1. Take National Health Insurance right out of National Insurance and use it specifically it to fund the NHS . Charge it on those who can afford it until they die with employers contributing as now, but don’t stop it when people stop working. Fund it for those who can’t afford it; give a tax credit to pay the premium. For those at work this should be tax neutral. And provide insurance cover in case you need a care home or a nursing home at some time in your life. That may not be tax neutral as much as tax necessary.
When National Insurance was introduced it was assumed that most people would die soon after they stopped working. The NHS has done its job too well – for people like me, as I have said! For my lunchtime companion today who had a heart transplant over twenty years ago! It has helped to raise life expectancy so that those born today, short of some disaster, should expect to live many years after they stop working, maybe until they are centenarians!
Those who dreamt up the NHS never saw the cost of that alone. It wasn’t just that they didn’t factor in human fallibility. They didn’t factor in the human condition either and the exponential growth in the cost of health care to provide for it. Leading edge medicine doesn’t come cheap.
2. Don’t focus on privatising health provision, instead give it to the Insurance companies to collect the premiums and privatise paying for it. They already manage private health care, and manage it very well; and private health care would remain as a top-up for those who could afford it – giving some extra choices that with the best will in the world the State will never be able to offer to everyone, and certainly not on its own. Stop pretending that it ever can. As I have said elsewhere, fairness not equality should be arbiter.
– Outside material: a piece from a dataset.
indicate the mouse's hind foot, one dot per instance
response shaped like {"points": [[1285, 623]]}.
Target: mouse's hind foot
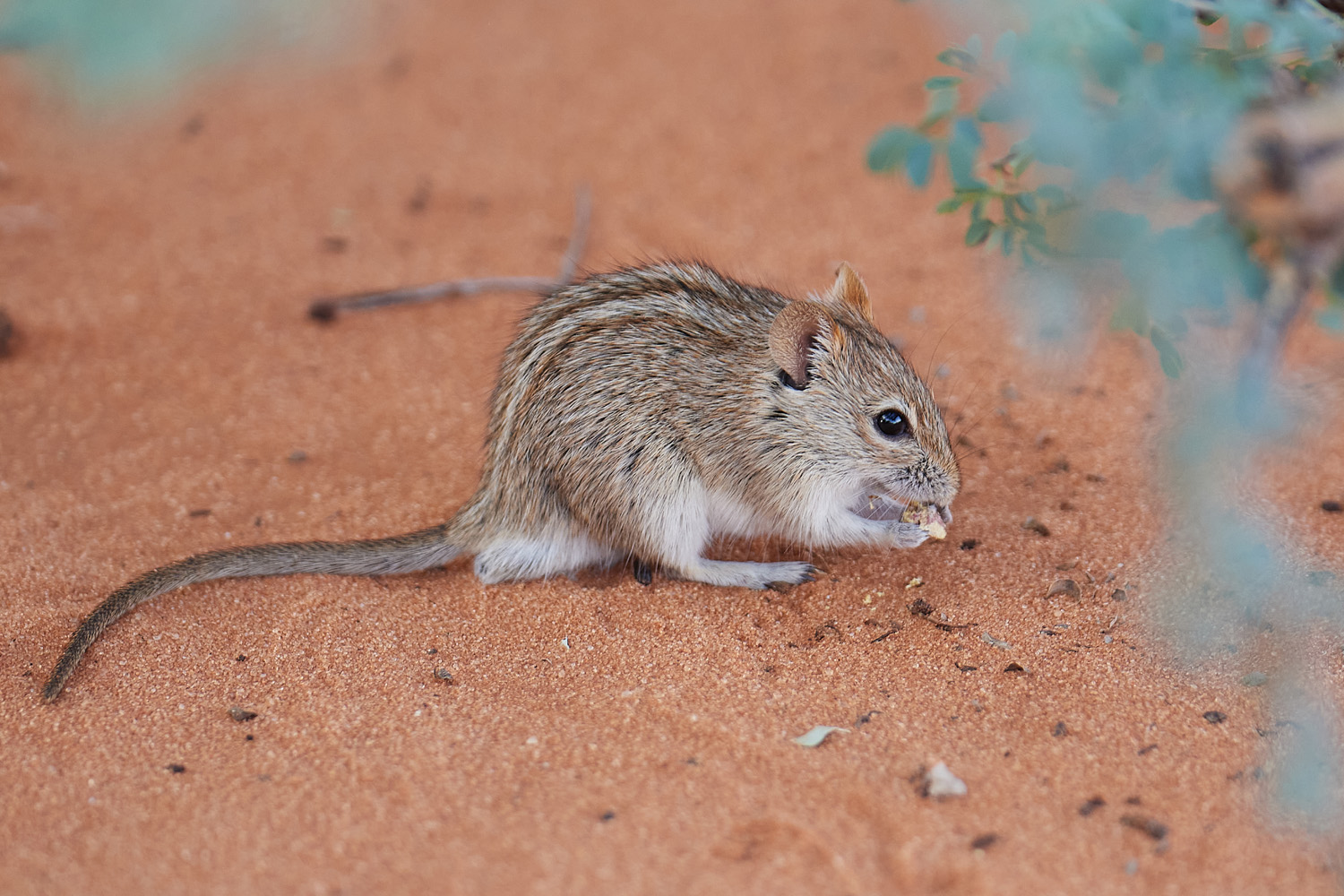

And don’t sneer at Insurance companies here. As long as the State provides the rules, they will play the long game – that is one of their virtues – and they will, in competition with each other, drive up standards and drive down costs. They will want both.
3. Then pay people to keep healthy! This is not such an outrageous suggestion if you think about it. Give people credits if they do the right thing: watching their body weight ratio, having regular health checks, going to health clubs etc. But by the same token load their policies if they don’t: if they over eat, over smoke, take drugs, end up in A & E on a Friday night &c. This works eminently well with car insurance where drivers can have no claim bonuses if they drive carefully, but loaded premiums if they drive carelessly or with alcohol in their blood.
And to those of you are thinking “why does the person on the touchline always seem to think he knows more about football than those on the playing field?”, I have myself a question “Why do those on the playing field never tell you that what I am suggesting is how they do things in Germany? Why, 60 years on, do we still fight the last war on our TV screens while Germany continues to walk off with the prizes? Why do they never tell you about Kaiser Permanente in the States . It is a non-profit making health care organisation and now has 8.9 million health plan members, 167,300 employees, 14,600 physicians, 35 medical centres and 431 medical offices.
There are more ways than one to crack a nut.
I’ll tell you why. It is not because they can’t see the fly in the ointment. They don’t want to see it. It is, as I have said elsewhere, the fly in their ointment. They never like to own up to their mistake. Sorry to harp on it. It is the same as with Inclusion and special education. But if you never admit to a mistake, you will never correct it.
I like metaphors. Death of a Nightingale is a small story but a gigantic metaphor. I’ll give you another one. I have already used it in ispy. There badly needs to be an abattoir for some sacred cows.